As an example. I create 8 classifiers. I supply the same photo to each classifier. So I can reproduce the random crash, I repeat this 10, 20, 30 or so times.

The detections, weights and rejections pairs in the first run, for each classifier are: Detected 2 objects: <24, 2.43913334608078><24, 1.185618620365858> Detected 2 objects: <30, 2.773367229383439><30, 3.469111846294254> Detected 2 objects: <20, 5.58269025105983><20, 2.206179869361222> Detected 2 objects: <20, 3.3494670931249857><20, 2.7936345124908257> Detected 6 objects: <3915040, 0.0><1060602865, 7.583211544235048E242><1061647676, 8.545232804520467E194><686489680, 7.16E-322><686489680, 0.0><542315392, 0.0> Detected 10 objects: <1060602865, 7.583211544235048E242><605159456, 0.0><3915040, 0.0><656474192, 0.0><288676234, 0.0><656474192, 0.0><714408016, 0.0><3915040, 0.0><196604, 0.0><0, 2.2250738585072014E-308> Detected 1 object: <1060602865, 7.583211544235048E242> Detected 1 object: <1061647676, 8.545232804520467E194>

The numbers start looking too weird when 6 objects are detected. In the next loop, the same classifiers are used and the same photo is provided: Detected 2 objects: <24, 2.43913334608078><24, 1.185618620365858> Detected 2 objects: <30, 2.773367229383439><30, 3.469111846294254> Detected 2 objects: <20, 5.58269025105983><20, 2.206179869361222> Detected 2 objects: <20, 3.3494670931249857><20, 2.7936345124908257> Detected 6 objects: <200, 3.349467093125006><1061917808, 9.646442850553718E227><1061865397, 2.513047756722869E180><2006328496, 0.0><288676318, 0.0><7798895, 0.0> Detected 10 objects: <2006328496, 0.0><565772320, 0.0><567079696, 1.5597531407224497E-4><288676300, 0.0><748617808, 0.0><3915040, 0.0><2006328496, 0.0><6553710, 0.0><3145776, 0.0><7274588, 0.0> Detected 1 objects: <2006328496, 0.0> Detected 1 objects: <2006328496, 0.0>

All values remain the same in the results of the first 4 classifiers but start to change too much in the next. This behavior remains in the rest of the iterations.

saudet commented 6 years ago

Only the weights and rejections look weird? Not the ROIs? Does it help if you initialize them with IntPointer(null) and DoublePointer(null) instead?

csolorio commented 6 years ago

The ROIs are all consistent, it's just the rejection and weight values that start to diverge too much.

Supplying null to the Int/DoublePointer constructor doesn't compile for me... But providing no parameters seems to have worked so far. Doing the same with Int/DoubleBuffer didn't work. The values remain mostly consistent. Those that change vary but within an acceptable small range... And hasn't crashed so far. Seems like this is the magic combination!

Edt: I just did 300 iterations with no crash! Seems like it's fixed!

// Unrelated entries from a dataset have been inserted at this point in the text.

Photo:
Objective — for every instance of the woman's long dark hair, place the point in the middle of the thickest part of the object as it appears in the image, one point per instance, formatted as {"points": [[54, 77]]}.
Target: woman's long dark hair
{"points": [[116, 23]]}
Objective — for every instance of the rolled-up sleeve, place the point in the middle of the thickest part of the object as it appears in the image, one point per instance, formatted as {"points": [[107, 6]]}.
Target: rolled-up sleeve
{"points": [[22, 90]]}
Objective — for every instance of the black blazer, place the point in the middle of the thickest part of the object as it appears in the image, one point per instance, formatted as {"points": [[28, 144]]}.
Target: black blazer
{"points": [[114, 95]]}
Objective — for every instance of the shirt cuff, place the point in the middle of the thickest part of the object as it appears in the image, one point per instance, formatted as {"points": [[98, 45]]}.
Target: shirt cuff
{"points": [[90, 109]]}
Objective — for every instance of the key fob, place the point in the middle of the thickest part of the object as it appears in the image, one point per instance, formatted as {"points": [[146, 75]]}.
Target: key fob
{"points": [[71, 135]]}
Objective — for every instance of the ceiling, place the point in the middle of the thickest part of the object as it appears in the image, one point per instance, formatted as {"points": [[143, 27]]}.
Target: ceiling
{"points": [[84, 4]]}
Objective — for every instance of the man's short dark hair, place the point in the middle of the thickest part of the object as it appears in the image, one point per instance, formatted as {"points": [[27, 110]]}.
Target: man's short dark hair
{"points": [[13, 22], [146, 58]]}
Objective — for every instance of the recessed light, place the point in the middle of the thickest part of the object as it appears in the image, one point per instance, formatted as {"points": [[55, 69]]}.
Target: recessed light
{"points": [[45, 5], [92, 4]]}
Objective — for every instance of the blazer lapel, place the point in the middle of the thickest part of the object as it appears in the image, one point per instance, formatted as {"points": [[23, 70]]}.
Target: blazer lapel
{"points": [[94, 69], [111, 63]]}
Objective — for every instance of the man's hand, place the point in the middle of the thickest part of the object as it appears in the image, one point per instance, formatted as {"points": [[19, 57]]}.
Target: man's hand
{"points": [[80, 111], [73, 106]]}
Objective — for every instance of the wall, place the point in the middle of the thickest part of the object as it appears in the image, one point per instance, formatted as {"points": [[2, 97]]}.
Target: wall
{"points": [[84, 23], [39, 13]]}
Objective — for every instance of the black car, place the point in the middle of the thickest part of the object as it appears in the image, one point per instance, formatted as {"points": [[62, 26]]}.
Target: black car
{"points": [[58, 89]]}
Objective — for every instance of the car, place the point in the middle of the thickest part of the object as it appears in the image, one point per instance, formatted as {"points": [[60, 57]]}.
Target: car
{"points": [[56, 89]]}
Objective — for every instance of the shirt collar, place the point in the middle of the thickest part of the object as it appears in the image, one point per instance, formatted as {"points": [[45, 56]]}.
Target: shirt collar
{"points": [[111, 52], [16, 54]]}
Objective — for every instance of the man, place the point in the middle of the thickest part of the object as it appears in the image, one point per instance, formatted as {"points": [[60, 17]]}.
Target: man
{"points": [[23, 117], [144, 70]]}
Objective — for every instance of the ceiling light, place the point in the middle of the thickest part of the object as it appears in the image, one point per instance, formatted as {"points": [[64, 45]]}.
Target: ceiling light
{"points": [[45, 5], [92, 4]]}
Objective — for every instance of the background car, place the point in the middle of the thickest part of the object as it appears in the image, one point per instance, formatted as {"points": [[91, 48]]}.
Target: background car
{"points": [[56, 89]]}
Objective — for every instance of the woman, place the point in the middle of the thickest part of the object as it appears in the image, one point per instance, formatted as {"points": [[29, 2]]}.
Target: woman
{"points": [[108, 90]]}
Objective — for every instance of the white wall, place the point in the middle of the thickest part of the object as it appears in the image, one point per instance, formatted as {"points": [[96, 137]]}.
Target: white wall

saudet commented 6 years ago

I mean IntPointer((Pointer)null) and DoublePointer((Pointer)null)?

csolorio commented 6 years ago

Just tested it. Works so far too. Thanks!

saudet commented 6 years ago

Ok, thanks! So it could be a bug in either JavaCPP or OpenCV... In any case, we have a workaround for now.

saudet commented 6 years ago

I've just released version 1.4, which is based on OpenCV 3.4.0. Could you check if this issue still happens? Thanks for the feedback!